It had me at the mention of face bidets. Giggles at the get go at GHOSTBUSTERS, the all female retread or reboot or re-gendered of the hit 1984 box office gross-buster.

Melissa McCarthy and Bill Murray should star in more movies together.

GHOSTBUSTERS is the best thing the actress has done since teaming up with Muzza in St. Vincent.

Here she plays Abby, an expert in the paranormal who has devoted her life to the study of ectoplasmic entities. Years earlier, she had co-authored a book about the paranormal with her high school buddy, Erin, now a physicist trying for tenure at a major university.The ghost of her past catches up with her thanks to Abby’s posting of their volume on the internet which spooks the institution and spirits away her chances of a secure position.

Jobless, she is coerced to join Abby and her engineer business partner, Holtzman, in a ghost-busting enterprise. The three scientists are joined by Patty, an ex New York City Transit employee who knows the town like the back of her hand and has had some spectral encounters of her own.

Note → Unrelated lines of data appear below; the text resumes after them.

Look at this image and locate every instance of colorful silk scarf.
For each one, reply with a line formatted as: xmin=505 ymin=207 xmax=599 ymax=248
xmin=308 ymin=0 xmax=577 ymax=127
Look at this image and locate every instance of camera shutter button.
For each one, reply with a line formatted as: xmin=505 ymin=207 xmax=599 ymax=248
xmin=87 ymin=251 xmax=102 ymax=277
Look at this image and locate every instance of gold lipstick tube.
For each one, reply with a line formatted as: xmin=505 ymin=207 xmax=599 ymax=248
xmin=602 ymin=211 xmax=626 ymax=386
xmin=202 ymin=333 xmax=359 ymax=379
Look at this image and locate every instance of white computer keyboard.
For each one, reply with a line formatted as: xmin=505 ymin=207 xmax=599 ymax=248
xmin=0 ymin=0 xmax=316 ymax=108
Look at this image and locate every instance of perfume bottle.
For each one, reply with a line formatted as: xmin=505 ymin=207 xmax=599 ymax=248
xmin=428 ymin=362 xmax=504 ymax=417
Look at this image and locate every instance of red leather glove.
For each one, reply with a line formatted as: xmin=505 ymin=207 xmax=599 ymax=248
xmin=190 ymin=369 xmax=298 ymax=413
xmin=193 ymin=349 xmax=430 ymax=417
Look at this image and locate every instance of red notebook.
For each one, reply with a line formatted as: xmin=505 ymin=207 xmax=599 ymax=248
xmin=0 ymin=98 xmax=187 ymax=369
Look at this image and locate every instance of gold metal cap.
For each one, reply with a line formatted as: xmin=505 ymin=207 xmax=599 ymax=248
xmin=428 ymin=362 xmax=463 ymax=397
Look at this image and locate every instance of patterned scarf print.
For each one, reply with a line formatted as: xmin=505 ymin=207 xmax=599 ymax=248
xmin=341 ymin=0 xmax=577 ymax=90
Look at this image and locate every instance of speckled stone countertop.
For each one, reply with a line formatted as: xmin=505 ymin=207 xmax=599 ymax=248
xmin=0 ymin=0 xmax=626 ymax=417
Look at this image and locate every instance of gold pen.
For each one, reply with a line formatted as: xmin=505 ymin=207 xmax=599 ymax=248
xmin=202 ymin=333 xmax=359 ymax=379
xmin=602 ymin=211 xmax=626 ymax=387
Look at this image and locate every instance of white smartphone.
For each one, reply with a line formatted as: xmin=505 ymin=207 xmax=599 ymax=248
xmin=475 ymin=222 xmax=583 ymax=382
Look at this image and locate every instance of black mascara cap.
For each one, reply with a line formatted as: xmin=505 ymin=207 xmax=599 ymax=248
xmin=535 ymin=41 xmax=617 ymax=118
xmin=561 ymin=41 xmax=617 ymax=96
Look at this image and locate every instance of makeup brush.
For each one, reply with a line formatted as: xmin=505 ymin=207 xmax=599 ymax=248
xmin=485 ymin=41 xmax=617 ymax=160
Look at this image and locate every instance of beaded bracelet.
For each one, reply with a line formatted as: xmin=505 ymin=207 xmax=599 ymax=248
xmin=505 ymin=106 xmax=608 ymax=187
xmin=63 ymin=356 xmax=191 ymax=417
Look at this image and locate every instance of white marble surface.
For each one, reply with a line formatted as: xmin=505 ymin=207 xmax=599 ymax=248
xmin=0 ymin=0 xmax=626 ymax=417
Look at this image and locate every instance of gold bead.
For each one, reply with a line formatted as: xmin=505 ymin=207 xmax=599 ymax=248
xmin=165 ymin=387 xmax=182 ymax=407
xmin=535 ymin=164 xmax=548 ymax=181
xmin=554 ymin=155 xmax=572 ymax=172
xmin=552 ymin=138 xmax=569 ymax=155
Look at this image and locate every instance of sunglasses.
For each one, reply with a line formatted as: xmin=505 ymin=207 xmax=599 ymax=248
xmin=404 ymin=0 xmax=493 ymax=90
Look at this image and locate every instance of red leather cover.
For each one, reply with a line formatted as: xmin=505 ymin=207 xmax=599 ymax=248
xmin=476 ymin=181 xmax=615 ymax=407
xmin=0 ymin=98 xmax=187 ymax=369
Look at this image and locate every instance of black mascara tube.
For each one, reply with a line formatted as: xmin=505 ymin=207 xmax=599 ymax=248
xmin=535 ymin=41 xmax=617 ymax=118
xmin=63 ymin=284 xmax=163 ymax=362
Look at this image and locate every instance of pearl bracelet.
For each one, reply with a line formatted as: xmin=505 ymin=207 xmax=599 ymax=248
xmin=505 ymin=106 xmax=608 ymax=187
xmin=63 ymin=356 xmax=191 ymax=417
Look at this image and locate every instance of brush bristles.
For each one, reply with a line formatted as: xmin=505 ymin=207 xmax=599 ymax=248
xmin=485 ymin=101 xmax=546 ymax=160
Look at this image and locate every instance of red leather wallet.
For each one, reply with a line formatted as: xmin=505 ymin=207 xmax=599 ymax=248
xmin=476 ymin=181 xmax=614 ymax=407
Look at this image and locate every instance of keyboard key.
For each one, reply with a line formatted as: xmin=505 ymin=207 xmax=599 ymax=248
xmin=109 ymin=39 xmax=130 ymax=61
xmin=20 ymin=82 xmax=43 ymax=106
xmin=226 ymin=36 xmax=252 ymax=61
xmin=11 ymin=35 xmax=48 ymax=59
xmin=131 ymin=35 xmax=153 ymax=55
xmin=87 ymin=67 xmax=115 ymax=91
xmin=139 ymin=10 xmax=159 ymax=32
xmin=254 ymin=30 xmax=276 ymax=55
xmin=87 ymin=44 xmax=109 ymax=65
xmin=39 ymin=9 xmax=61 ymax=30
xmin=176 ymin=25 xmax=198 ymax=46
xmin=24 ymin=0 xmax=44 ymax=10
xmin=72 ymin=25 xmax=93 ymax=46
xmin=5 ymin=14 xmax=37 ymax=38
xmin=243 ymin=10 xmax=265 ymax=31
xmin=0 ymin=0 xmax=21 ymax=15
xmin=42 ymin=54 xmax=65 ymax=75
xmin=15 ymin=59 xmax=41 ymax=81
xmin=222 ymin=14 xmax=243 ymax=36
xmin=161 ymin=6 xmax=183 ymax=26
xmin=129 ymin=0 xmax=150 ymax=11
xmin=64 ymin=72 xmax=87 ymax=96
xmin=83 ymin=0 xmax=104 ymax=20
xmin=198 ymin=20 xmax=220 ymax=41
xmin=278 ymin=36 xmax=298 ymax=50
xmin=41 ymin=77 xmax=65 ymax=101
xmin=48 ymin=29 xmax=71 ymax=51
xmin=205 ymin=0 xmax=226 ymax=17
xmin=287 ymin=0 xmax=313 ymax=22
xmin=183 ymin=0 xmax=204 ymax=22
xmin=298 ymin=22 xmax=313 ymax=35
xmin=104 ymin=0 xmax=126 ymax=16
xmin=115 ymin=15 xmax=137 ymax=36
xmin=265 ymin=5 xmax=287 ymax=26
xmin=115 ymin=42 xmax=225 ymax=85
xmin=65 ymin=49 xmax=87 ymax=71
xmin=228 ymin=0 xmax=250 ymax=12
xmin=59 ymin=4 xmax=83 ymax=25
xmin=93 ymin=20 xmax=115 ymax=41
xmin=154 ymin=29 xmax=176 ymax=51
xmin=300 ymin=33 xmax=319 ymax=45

Setting up on top of an old Chinese restaurant, they hire a dumb blonde receptionist called Kevin, and acquire transportation via Patty’s funeral director uncle.

Under the direction of Paul Feig, GHOSTBUSTERS could have been a gross bust, but he and co-screenwriter Katie Dippold have gone for the kooky and eccentric, a reverent irreverence that works for it rather than against it.

Kristen Wiig as the sceptic errant Erin who sees the error of her ways and reclaims her belief in the uncanny is terrific.

Kate McKinnon is quite a revelation as Holtzman, a nutty professor who channels Jerry Lewis through Judy Holiday.

A Born Yesterday reference continues through with the portrayal of Chris Hemsworth as Kevin, reminiscent in spectacle and cardigan couture of William Holden in that George Cukor classic.

There’s an interesting role reversal here in that Erin is quite happy to hire the incompetent for his looks alone and then makes inappropriate advances and remarks to him.

There’s fun to be had from ticking off the cameos from the original cast, Bill Murray, in particular, as a famous sceptic who has a penchant for his mother’s hats.

Sure the story is skeletal and like most popcorn pictures of the present the CGI is overdone, but GHOSTBUSTERS kooky spooky textures – cast, tone, and design – conjures more than a ghost of a smile.